Tidak dapat dipungkiri, kenyatan menunjukkan bahwa
sangat sedikit orang-orang yang benar-benar pandai mensyukuri nikmat
karunia-Nya. Karena itu, tidaklah mengherankan bila Allah Ta’ala kemudian
menjadikan mereka yang pandai bersyukur sebagai golongan yang diistimewakan.
Allah berfirman:
“Dan sangat sedikit hamba-hamba-Ku yang pandai bersyukur.” (Saba’: 13).

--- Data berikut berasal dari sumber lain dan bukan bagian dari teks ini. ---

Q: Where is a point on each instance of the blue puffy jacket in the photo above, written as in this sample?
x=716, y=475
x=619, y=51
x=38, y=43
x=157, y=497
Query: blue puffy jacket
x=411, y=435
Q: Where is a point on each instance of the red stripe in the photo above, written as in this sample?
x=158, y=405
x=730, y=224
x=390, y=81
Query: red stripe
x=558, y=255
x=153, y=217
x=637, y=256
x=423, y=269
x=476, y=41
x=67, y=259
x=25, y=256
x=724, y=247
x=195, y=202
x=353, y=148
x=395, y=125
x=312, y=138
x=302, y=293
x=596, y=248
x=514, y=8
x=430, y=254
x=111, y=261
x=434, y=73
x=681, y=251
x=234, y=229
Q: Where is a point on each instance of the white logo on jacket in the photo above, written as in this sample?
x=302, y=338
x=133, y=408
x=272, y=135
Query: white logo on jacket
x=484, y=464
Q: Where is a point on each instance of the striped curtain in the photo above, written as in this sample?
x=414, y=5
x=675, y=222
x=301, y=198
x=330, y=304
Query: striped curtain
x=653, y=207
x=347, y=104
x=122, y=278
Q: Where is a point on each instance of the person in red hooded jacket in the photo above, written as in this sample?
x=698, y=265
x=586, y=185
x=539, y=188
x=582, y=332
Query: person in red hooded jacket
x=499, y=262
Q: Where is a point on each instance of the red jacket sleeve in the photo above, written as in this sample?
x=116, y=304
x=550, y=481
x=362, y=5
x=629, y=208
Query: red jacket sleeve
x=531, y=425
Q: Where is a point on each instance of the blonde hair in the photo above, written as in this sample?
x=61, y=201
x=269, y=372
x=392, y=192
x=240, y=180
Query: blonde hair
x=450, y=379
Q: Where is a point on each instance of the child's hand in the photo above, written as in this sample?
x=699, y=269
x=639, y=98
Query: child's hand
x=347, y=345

Di dalam Kitab Shahih Muslim dan Bukhari diceritakan
bahwa kedua kaki Nabi Muhammad SAW sampai bengkak karena tekunnya beliau
menunaikan ibadat (shalat). Maka ketika beliau ditanya, “Ya Rasulullah adakah
ini Anda lakukan (ibadat terus menerus), padahal dosa-dosa Anda baik yang telah
lampau maupun yang akan datang telah diampuni oleh Allah Ta’ala?” Beliau
menjawab, “Tidak bolehkah aku menjadi hamba-Nya yang pandai bersyukur?”
Suatu
ketika Nabi berkata kepada Mu’adz bin Jabal: “Hai Mu’adz, demi Allah aku
mencintaimu. Maka janganlah lupa engkau membaca do’a berikut ini pada setiap
akhir shalat: ‘Ya, Allah bantulah aku untuk berdzikir, bersyukur, dan beribadat
secara benar kepada-Mu.” (HR. Abu Dawud).[1] ….. Dikutip dari Kitab Madarikus Salikin, Ibnul Qayyim, jilid II, hal. 242.
Bahasan ke-2 :
Pemahaman Sebagian Kaum
Muslimin Yang Harus Diluruskan Soal Makna Ibadah
Al-’Allamah Muhammad Quthb, semoga Allah
merohmatinya, mengampuni dan menrima iman dan amalnya (atas wafatnya beliau
yang belum lama ini) – dia seorang guru besar Pendidikan Islam di Timur Tengah,
banyak beraktifitas di dunia pendidikan dan dakwah islam, di Mesir dan di Saudi
Arabia, dan di Dunia islam umumnya – ulama besar masa kini dan sekaligus pengamat
pegiat-pegiat dakwah internasional, menulis sebuah kitab berjudul Mafahim Yanbaghi An Tushahhah (Pemahaman
yang Sepatutnya Diluruskan) yang mencakup Mafhum
Laa Ilaha Ilallah dan Mafhumul
Ibadah.
Bagi pegiat dakwah tentu tidak asing lagi tentang
beliau itu, karena karya-karyanya selalu menjadi rujukkan bagi du’at mengingat kajiannya yang mendasar
mengikuti kebiasaan ulama salaf dalam mengaji permasalahan, namun pembahasannya
mengikuti metode ilmiah yang menyentuh dengan persoalan kekinian. Hal ini
nampak jelas dalam karyanya: Jahiliyah
Qarnul ‘Isyrin, Waqi’unal Mu’ashir, Syubhat Haulal Islam, Madzahib Fikriyyah
Mu’ashirah, Al-Insan Bainal Madiyah wal Islam, Manhajut Tarbiyyatul Islamiyyah,
Fin Nafsi wal Mujtama’, Al-Musytasyriqun wal Islam, Ru’yatul Islamiyah Li
Ahwalil Mu’ashirah, dan karya-karya lainnya sebagian besar telah
diterjemahkan ke berbagai bahasa dan telah banyak diterbitkan di Indonesia.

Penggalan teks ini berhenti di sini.